Pianist Conrad Tao Returns to Davies

Last night conductor Nicholas Collon made his debut conducting the San Francisco Symphony, but San Francisco also saw the return of one of the more interesting pianists I have encountered over the course of my writing. That pianist is Conrad Tao, who made his SFS debut in February of 2008. I first came to know him through San Francisco Performances, both with the JACK Quartet and as part of the Junction Trio, performing with violinist Stefan Jackiw and cellist Jay Campbell. I also began following his recordings in February of 2012, although the most recent album I covered was American Rage, which dates back about five years.  Those past encounters all involved “bleeding edge” repertoire; so last night I was more than a little surprised that Tao’s concerto selection was Pyotr Ilyich Tchaikovsky’s Opus 23 (first) piano concerto in B-flat minor (one of those warhorses that consistently “leads the pack”).

Personally, I was delighted to see that Tao was as comfortable playing Tchaikovsky as he has been with composers such as Frederic Rzewski. His chemistry with Collon could not have been better, and Associate Principal Anne Richardson’s cello solo in the Andantino semplice movement added to the freshness of the overall listening experience. Most important was that all of the performing musicians knew exactly how to capture the full richness of Tchaikovsky’s rhetoric without ever going over the top into bombast. This made for a refreshing listening experience, rather than a here-we-go-agin reaction.

As expected, Tao followed up on his concerto performance with an encore. This one was just as familiar as the concerto (if not more so). He played Harold Arlen’s “Over the Rainbow.” Familiar as this was, his approach could not have been more virtuosic. He took his interpretation from a 1958 recording made by Art Tatum. I often wonder whether or not, during his time in Los Angeles, Tatum had any encounters with Rachmaninoff; but I suspect that the latter tended to keep his distance from the jazz world! Nevertheless, Tatum’s capacity for embellishment was just as rich, and Tao delivered a solid account of that richness in every phrase of the Arlen tune.

Photograph of Edward Elgar, probably taken not long after the completion of “Enigma Variations” (unknown photographer, from Wikimedia Commons, public domain)

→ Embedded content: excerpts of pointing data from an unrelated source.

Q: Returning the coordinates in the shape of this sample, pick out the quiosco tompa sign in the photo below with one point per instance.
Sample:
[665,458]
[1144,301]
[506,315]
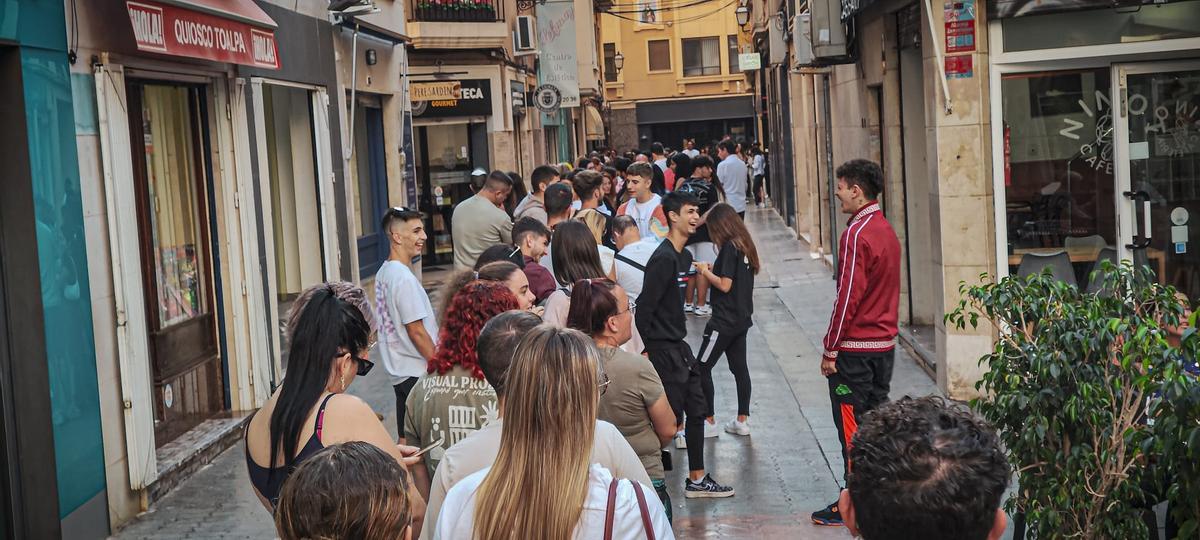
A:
[167,29]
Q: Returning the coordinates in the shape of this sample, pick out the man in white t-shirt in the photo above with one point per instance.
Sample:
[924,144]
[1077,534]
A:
[733,174]
[408,328]
[633,252]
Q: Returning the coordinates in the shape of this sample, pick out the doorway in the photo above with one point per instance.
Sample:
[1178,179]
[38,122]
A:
[371,174]
[172,173]
[1157,136]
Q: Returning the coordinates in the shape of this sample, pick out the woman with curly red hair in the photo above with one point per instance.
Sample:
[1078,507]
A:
[454,400]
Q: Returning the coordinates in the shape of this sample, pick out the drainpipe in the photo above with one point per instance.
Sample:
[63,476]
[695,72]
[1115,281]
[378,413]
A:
[827,119]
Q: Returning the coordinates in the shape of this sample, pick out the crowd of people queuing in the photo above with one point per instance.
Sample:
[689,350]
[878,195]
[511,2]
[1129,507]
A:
[540,397]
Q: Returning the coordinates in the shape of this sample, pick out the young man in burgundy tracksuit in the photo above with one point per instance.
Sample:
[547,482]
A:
[861,342]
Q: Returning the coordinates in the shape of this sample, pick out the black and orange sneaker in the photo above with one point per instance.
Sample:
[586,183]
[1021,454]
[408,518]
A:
[828,516]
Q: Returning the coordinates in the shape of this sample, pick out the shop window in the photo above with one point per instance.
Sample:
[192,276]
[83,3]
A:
[1102,27]
[173,198]
[659,53]
[610,63]
[735,51]
[1059,173]
[701,57]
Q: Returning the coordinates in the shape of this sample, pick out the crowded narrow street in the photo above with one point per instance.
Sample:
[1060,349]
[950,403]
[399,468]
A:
[787,468]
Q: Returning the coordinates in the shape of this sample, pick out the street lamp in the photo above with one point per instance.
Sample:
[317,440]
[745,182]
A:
[743,15]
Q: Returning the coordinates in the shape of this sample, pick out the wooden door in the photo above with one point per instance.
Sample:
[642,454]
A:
[171,169]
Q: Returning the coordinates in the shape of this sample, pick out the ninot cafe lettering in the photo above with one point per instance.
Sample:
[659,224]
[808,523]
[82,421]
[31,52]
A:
[183,33]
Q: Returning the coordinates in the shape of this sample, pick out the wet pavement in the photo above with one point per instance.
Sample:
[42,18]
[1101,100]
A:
[789,467]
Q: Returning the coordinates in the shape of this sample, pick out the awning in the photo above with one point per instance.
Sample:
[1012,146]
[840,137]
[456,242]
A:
[593,123]
[682,111]
[235,31]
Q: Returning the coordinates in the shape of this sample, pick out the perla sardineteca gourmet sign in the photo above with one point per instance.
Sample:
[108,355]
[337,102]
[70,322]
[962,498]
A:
[466,97]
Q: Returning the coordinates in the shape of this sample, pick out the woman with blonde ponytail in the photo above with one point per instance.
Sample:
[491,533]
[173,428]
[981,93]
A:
[543,484]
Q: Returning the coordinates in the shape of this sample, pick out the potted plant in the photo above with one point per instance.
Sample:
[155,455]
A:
[1089,391]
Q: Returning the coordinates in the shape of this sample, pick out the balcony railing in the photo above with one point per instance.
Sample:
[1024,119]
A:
[459,11]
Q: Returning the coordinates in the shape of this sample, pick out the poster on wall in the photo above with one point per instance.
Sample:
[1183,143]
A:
[558,66]
[960,19]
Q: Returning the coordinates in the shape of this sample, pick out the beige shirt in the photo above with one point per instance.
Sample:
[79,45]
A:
[478,225]
[478,451]
[634,387]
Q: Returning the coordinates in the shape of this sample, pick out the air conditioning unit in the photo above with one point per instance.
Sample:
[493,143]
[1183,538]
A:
[525,36]
[828,34]
[802,45]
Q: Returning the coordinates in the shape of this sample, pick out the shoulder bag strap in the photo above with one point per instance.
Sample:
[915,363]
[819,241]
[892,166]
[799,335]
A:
[629,262]
[646,511]
[611,509]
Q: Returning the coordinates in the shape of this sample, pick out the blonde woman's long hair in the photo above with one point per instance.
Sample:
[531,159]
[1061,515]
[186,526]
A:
[538,484]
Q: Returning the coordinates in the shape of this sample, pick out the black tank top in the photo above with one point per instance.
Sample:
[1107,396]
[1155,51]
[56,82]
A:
[269,480]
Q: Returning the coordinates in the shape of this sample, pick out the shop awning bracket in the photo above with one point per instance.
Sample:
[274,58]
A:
[939,57]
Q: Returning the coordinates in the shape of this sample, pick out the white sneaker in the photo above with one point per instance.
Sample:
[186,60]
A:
[736,427]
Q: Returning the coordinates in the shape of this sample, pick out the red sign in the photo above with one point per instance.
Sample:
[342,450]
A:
[167,29]
[959,67]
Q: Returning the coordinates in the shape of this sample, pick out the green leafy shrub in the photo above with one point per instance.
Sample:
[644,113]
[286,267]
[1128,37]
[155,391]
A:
[1090,395]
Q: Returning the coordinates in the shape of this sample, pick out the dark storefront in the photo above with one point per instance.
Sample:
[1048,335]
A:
[705,120]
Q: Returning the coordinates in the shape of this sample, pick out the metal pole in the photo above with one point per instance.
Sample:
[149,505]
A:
[827,119]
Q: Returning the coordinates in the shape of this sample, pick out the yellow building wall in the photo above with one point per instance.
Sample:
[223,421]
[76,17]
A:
[636,82]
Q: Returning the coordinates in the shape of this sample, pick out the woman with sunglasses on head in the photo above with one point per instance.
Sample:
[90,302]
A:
[501,271]
[330,339]
[454,400]
[543,483]
[635,401]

The second half of the program, usually allotted to a symphony, was devoted entirely to Edward Elgar’’s Opus 36, best known under the title “Enigma Variations.” Elgar dedicated this composition “to my friends pictured within.” Each of the variations is a character sketch with a cryptic title. As is usually the case, the program book “decoded” all of those titles. (Frederic Ashton did one better by bringing them to life as characters in his ballet “Enigma Variations (My Friends Pictured Within).”) The performance involved another engaging solo turn, this time by Principal Viola Jonathan Vinocour in the “Dorabella” variation. Collon’s command of the overall journey through the fourteen variations could not have been more engaging.

The only disappointment of the evening came at the beginning. Three-piece Suite consists of three excerpts from Thomas Adès opera Powder Her Face rearranged for large ensemble. I have been writing about Adès on this site since 2009. He has an intellectual side that challenges the mind, but that does not necessary result in an engaging listening experience. Since the opera is based on a sex scandal, one would have expected some degree of shock value in its realization through music; but last night’s excerpts never rose about the level of trivially ludicrous. Over the past decades, Adès may have been viewed by many as the “composer of the future;” but, as the old joke goes, that time has passed.